"The bouncer phishing kit targets a preset email list for each campaign. A user ID value is generated for the targeted recipients, sending them a unique URL for access to the attack," Limor Kessem, Cybercrime and Online Fraud Communications Specialist at RSA, explained in a blog post.
"Here’s the interesting part – much like a night club’s bouncer list – any outsider attempting to access the phishing page is redirected to a '404 page not found' error message. Unlike the usual IP-restricted entry that many older kits used, this is a true—depending on how you look at it—black hat whitelist."
As other, non specified potential visitors are "turned away", those at whom the attack was aimed are immediately faced with an attack page on the same hijacked website. The credentials submitted to and collected from this page are sent to the attackers.

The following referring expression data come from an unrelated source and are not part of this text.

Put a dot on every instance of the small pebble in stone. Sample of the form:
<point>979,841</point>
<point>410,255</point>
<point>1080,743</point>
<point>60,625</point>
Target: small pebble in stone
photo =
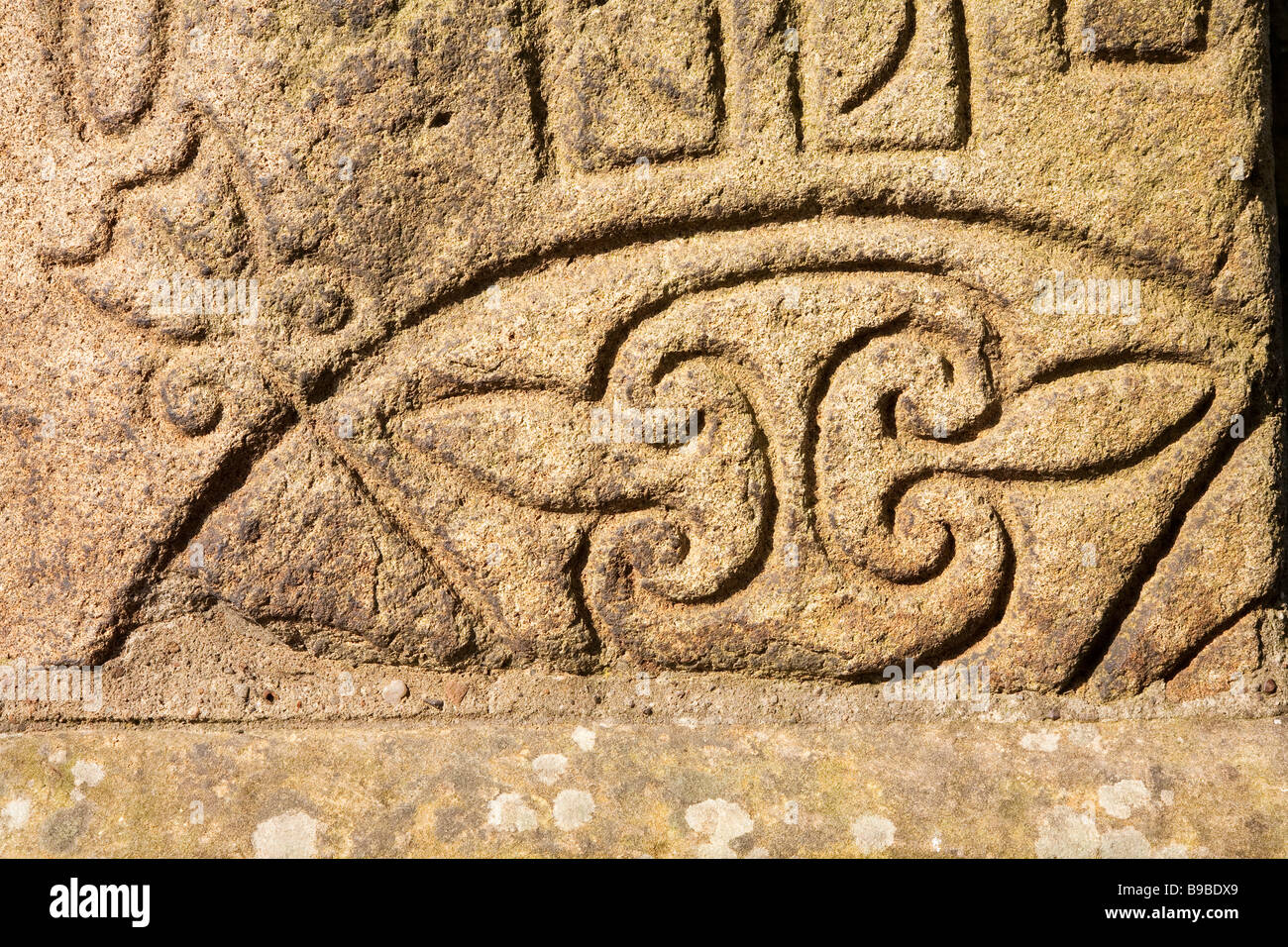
<point>394,690</point>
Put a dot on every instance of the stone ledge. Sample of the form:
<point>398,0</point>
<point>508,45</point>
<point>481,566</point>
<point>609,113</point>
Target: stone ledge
<point>599,788</point>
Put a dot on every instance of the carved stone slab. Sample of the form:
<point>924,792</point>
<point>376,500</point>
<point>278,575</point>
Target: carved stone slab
<point>784,338</point>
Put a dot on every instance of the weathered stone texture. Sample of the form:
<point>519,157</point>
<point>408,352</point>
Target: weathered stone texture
<point>798,339</point>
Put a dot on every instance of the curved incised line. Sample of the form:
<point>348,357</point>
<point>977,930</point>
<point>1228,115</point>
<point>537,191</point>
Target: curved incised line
<point>889,65</point>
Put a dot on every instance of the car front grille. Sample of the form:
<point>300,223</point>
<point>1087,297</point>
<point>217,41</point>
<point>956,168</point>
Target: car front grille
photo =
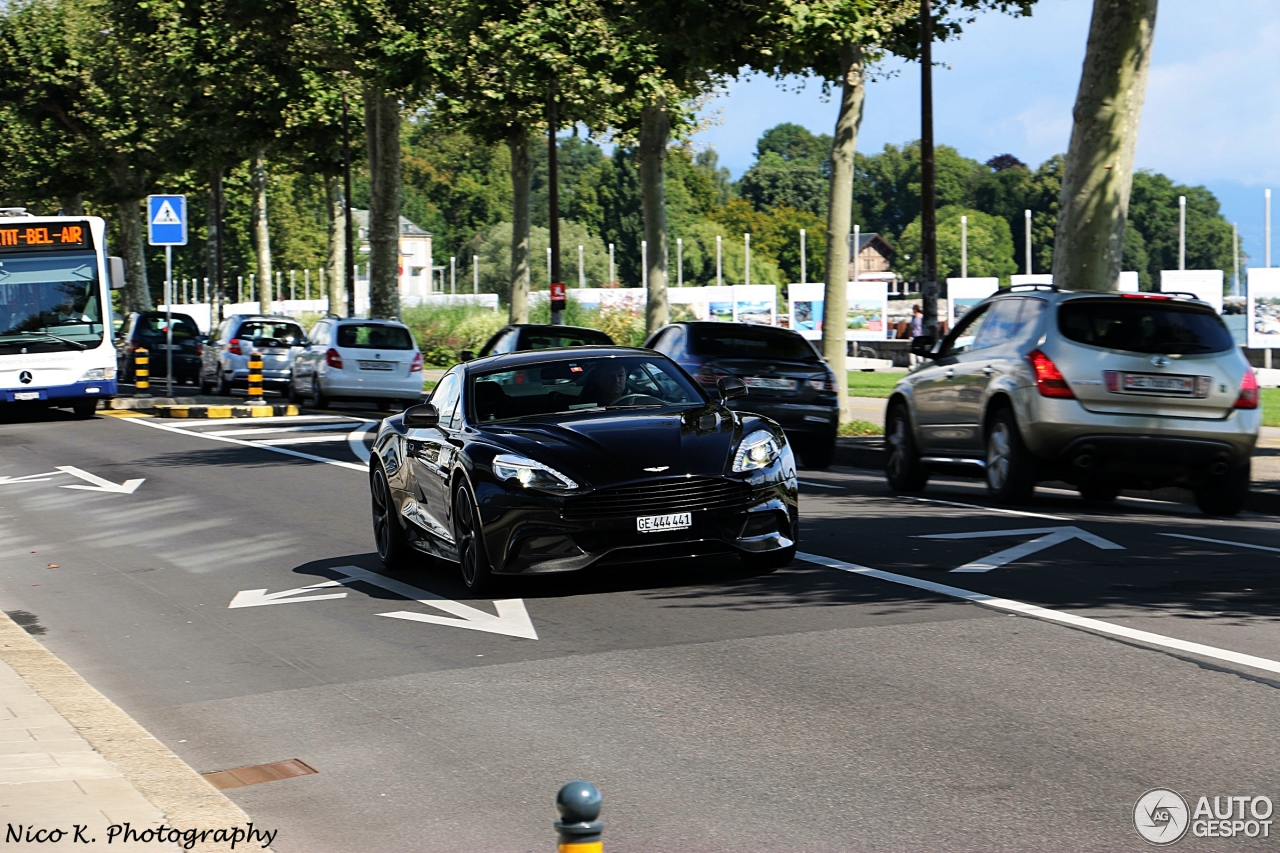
<point>659,498</point>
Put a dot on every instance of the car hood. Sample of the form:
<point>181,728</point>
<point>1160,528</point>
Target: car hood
<point>607,448</point>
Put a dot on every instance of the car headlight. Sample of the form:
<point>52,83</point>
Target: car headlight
<point>758,450</point>
<point>529,473</point>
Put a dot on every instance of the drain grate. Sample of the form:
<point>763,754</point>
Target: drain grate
<point>257,774</point>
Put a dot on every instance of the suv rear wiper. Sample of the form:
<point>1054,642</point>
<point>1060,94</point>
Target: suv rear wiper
<point>58,337</point>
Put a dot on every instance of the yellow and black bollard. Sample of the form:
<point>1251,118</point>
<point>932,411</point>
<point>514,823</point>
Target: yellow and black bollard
<point>142,373</point>
<point>580,825</point>
<point>255,379</point>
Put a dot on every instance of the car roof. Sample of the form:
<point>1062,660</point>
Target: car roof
<point>521,357</point>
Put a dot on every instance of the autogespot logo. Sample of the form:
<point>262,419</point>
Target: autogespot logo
<point>1161,816</point>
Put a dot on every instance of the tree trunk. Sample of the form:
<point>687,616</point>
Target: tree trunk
<point>336,263</point>
<point>835,309</point>
<point>520,187</point>
<point>261,236</point>
<point>654,136</point>
<point>1098,172</point>
<point>382,127</point>
<point>137,292</point>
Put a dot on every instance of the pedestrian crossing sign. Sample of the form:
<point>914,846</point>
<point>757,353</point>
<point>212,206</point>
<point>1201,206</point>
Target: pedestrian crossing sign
<point>167,220</point>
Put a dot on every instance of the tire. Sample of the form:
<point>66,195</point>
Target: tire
<point>389,537</point>
<point>1226,495</point>
<point>1010,466</point>
<point>903,466</point>
<point>472,557</point>
<point>817,454</point>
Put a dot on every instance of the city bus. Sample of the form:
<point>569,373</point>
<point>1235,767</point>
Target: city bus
<point>55,311</point>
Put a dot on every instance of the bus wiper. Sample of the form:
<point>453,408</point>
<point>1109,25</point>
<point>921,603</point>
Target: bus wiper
<point>58,337</point>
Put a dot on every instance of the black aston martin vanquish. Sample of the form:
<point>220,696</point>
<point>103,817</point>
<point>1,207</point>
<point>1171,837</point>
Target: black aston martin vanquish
<point>556,460</point>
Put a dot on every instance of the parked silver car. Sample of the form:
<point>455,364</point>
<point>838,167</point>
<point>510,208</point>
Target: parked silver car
<point>1105,391</point>
<point>225,359</point>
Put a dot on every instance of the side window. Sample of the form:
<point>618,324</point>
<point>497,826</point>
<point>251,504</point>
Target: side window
<point>1001,325</point>
<point>961,337</point>
<point>446,397</point>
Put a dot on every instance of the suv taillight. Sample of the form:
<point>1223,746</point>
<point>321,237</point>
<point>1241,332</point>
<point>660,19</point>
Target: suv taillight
<point>1248,397</point>
<point>1048,379</point>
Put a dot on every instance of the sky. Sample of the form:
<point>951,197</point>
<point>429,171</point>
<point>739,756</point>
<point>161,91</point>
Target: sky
<point>1008,85</point>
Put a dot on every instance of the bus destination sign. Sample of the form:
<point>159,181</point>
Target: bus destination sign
<point>45,236</point>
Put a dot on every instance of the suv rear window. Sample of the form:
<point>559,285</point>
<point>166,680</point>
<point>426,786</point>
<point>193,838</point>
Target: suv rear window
<point>759,342</point>
<point>374,336</point>
<point>1143,325</point>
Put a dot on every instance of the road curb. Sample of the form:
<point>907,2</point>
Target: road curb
<point>227,411</point>
<point>170,784</point>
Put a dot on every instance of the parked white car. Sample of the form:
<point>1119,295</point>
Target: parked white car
<point>359,359</point>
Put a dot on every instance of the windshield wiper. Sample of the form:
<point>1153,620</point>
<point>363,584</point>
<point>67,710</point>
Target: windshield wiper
<point>58,337</point>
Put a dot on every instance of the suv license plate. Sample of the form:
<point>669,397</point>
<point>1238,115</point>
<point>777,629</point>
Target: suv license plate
<point>659,523</point>
<point>1150,382</point>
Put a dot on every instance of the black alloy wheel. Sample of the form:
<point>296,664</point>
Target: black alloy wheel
<point>472,557</point>
<point>393,548</point>
<point>1010,466</point>
<point>903,466</point>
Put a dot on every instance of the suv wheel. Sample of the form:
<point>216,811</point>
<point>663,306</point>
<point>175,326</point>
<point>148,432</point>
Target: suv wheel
<point>1225,495</point>
<point>903,466</point>
<point>1010,466</point>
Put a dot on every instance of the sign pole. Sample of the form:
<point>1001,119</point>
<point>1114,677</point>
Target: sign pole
<point>168,320</point>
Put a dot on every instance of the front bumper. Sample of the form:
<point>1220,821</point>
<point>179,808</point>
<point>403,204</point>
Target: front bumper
<point>528,534</point>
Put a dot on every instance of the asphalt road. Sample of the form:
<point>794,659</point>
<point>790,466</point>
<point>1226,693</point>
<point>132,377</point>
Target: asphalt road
<point>819,707</point>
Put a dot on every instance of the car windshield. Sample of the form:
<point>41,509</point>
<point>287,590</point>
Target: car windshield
<point>49,301</point>
<point>547,340</point>
<point>1143,325</point>
<point>750,342</point>
<point>287,333</point>
<point>566,386</point>
<point>374,336</point>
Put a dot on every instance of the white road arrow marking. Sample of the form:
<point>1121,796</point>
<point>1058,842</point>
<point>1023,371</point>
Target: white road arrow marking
<point>28,478</point>
<point>1048,537</point>
<point>260,597</point>
<point>127,487</point>
<point>512,617</point>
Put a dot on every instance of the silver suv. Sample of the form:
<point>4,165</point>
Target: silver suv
<point>1105,391</point>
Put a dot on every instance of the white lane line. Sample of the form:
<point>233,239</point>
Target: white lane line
<point>821,486</point>
<point>990,509</point>
<point>356,441</point>
<point>1238,544</point>
<point>259,430</point>
<point>1050,615</point>
<point>145,422</point>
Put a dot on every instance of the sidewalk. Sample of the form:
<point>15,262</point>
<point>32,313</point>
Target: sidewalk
<point>73,761</point>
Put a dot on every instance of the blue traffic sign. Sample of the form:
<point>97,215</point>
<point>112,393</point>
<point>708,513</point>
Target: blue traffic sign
<point>167,220</point>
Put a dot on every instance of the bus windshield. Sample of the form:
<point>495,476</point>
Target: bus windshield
<point>50,302</point>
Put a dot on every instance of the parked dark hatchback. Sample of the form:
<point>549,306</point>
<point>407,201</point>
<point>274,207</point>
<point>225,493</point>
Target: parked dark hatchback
<point>786,378</point>
<point>147,331</point>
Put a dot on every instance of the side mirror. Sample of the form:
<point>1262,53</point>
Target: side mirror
<point>731,388</point>
<point>421,415</point>
<point>115,273</point>
<point>924,346</point>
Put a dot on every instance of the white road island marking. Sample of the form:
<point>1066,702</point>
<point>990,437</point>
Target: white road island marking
<point>1034,611</point>
<point>512,617</point>
<point>1048,538</point>
<point>261,598</point>
<point>1237,544</point>
<point>99,484</point>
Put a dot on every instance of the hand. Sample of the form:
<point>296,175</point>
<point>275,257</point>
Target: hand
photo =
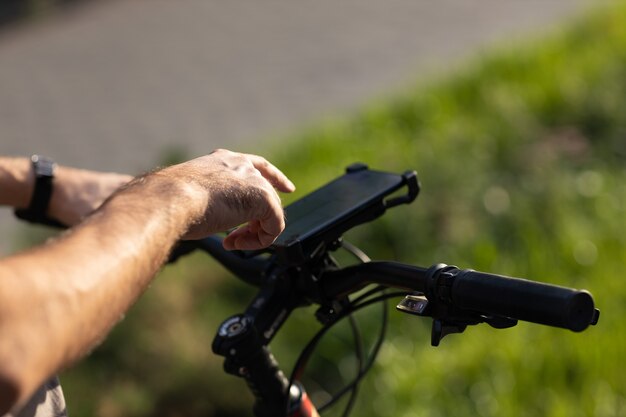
<point>78,192</point>
<point>235,189</point>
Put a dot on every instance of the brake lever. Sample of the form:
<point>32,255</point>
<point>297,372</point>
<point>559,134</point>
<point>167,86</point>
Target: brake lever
<point>448,320</point>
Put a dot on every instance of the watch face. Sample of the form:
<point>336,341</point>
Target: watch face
<point>44,167</point>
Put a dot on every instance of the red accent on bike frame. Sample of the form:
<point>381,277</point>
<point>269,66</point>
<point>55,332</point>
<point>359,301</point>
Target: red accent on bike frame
<point>306,409</point>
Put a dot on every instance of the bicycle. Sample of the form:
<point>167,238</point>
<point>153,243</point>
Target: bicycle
<point>299,270</point>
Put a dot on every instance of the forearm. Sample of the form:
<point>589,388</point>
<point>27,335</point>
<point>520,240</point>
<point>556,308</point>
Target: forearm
<point>58,301</point>
<point>66,295</point>
<point>75,192</point>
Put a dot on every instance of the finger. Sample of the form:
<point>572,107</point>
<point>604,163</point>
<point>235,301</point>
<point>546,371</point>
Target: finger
<point>272,174</point>
<point>248,237</point>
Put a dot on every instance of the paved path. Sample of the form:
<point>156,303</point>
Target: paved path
<point>113,83</point>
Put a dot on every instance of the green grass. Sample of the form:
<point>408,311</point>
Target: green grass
<point>522,159</point>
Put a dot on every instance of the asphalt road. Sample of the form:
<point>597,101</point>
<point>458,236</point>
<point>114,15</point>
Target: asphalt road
<point>112,84</point>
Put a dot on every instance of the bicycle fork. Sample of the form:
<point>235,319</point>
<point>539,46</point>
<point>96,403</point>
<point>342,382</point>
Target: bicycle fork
<point>246,357</point>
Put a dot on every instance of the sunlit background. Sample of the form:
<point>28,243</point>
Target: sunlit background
<point>513,114</point>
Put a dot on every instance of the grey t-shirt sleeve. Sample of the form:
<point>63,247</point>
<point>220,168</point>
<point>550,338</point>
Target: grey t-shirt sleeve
<point>47,401</point>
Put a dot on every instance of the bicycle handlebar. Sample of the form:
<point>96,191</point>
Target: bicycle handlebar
<point>472,291</point>
<point>518,298</point>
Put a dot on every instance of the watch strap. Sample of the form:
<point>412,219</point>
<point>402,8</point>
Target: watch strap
<point>42,192</point>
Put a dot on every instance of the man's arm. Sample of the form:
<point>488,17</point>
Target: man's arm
<point>75,192</point>
<point>59,300</point>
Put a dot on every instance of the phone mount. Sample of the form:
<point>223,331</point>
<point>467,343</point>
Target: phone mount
<point>317,221</point>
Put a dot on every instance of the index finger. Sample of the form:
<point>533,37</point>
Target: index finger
<point>272,174</point>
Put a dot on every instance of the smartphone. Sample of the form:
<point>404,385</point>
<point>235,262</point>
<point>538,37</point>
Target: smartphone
<point>325,214</point>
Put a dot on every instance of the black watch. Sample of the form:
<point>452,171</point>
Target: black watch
<point>42,192</point>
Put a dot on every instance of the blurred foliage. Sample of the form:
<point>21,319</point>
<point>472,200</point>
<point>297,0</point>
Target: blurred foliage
<point>522,161</point>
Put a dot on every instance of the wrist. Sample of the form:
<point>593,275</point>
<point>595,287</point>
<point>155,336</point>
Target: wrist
<point>17,179</point>
<point>43,172</point>
<point>171,201</point>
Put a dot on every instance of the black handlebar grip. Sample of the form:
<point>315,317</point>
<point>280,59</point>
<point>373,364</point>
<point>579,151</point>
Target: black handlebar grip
<point>523,299</point>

Kessem points out that the kit is perfect for "laser-focusing" a spear phishing campaign and can be easily used in APT-style attacks.
The phishing campaign that brought the "bouncer" kit to the researchers' attention targeted some 3,000 recipients. The list of the targeted addresses contained a "mixed bag of webmail users, corporate addresses, and even some bank employees – which indicates that it was likely an aggregation of a few spam lists or data breach collections."
Apart from keeping a critical mind when perusing emails and evaluating login pages, there is not much targeted users can do to stop such attacks.
Kessem advises webmasters to make an effort to prevent attackers from easily hijacking their websites. Unfortunately, there are always those who don't know how or don't care about it, and "unguarded" sites will often "fall" and become compromised.